What is the purpose of this article? To showcase sophomoric humor?
Bliffle, perhaps if you thought of it as a TV guide, but funnier, you'd get the point. It's an informational listing of TV programs with some humorous commentary thrown in. If you don't find them funny, certainly there's plenty of other stuff on the site to read.
It would be useful if this column contained some factual info to help viewers make good viewing decisions.
It looks like you need some help, so here's an attention-grabbing headline:
COMMERCIAL TV NETWORKS INCREASE HOURLY AD TIME BY 5 MINUTES
Since I favor PBS programs, the few commercial programs that I watch I record on my HDTV PVR and view later at my convenience. Sometimes I strip out the commercials and when I do I find out how much content is actually in the program.
Before Jan 1, 2007, commercial programs contained 40 to 42 minutes of program content. Since Jan. 1 they contain only 34 to 35 minutes of content. They've increased ad time by at least 5 minutes.

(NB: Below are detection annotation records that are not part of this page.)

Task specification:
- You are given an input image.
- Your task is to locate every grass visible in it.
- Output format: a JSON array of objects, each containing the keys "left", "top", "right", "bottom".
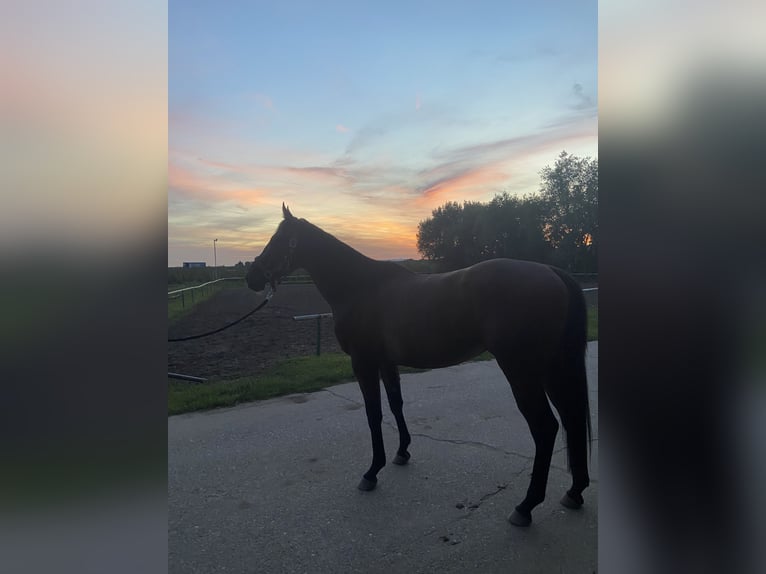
[
  {"left": 168, "top": 308, "right": 598, "bottom": 415},
  {"left": 168, "top": 353, "right": 354, "bottom": 415}
]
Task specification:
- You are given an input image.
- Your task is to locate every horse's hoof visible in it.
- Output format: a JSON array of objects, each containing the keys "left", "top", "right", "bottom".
[
  {"left": 561, "top": 492, "right": 584, "bottom": 510},
  {"left": 508, "top": 509, "right": 532, "bottom": 526},
  {"left": 393, "top": 452, "right": 410, "bottom": 466},
  {"left": 357, "top": 477, "right": 378, "bottom": 492}
]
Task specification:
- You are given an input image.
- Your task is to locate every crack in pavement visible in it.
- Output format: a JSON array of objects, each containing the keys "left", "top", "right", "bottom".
[
  {"left": 322, "top": 389, "right": 364, "bottom": 407},
  {"left": 410, "top": 433, "right": 535, "bottom": 461}
]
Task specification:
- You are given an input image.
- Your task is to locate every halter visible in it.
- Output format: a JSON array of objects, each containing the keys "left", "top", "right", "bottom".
[{"left": 261, "top": 237, "right": 298, "bottom": 290}]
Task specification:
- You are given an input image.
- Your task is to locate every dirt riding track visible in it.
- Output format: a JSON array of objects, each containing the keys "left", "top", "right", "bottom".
[{"left": 168, "top": 284, "right": 348, "bottom": 378}]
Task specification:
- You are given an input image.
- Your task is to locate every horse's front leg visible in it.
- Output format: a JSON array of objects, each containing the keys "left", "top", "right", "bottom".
[
  {"left": 380, "top": 364, "right": 411, "bottom": 465},
  {"left": 351, "top": 357, "right": 386, "bottom": 490}
]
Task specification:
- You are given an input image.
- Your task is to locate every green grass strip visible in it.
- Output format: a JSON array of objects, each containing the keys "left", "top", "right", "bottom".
[{"left": 168, "top": 308, "right": 598, "bottom": 415}]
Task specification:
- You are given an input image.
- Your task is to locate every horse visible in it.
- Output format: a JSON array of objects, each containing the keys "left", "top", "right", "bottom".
[{"left": 246, "top": 203, "right": 591, "bottom": 526}]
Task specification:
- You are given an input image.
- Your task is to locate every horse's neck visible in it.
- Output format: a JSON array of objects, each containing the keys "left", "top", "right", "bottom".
[{"left": 300, "top": 227, "right": 381, "bottom": 307}]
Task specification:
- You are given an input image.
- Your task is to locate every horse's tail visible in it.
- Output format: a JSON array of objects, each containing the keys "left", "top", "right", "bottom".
[{"left": 548, "top": 267, "right": 592, "bottom": 469}]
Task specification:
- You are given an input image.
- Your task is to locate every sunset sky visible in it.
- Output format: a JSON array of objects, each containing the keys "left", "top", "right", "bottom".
[{"left": 168, "top": 0, "right": 598, "bottom": 266}]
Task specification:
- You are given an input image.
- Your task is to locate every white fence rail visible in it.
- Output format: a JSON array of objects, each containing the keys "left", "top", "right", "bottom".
[{"left": 168, "top": 277, "right": 244, "bottom": 297}]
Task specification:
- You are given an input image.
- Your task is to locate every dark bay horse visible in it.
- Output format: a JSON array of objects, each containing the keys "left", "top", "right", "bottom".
[{"left": 247, "top": 204, "right": 590, "bottom": 526}]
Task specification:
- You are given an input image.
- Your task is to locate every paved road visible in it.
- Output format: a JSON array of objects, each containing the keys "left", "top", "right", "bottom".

You may have noticed that the plots are thinner and the ads more annoying, and that's why.
I don't remember getting a chance to vote for this, do you? Or even to be informed.
Vote with your feet. Switch from commercial TV to PBS. If you don't like what you see, at first, then change what you like! After all, the McTV stuff we watch is what we've been taught to like by constant advertising and promoting. Part of the entertainment delusion is to convince us that we have chosen what we watch, but of course that's no more true than Alice In Wonderland.





Once again I'm disappointed in this review. It doesn't help me plan my viewing.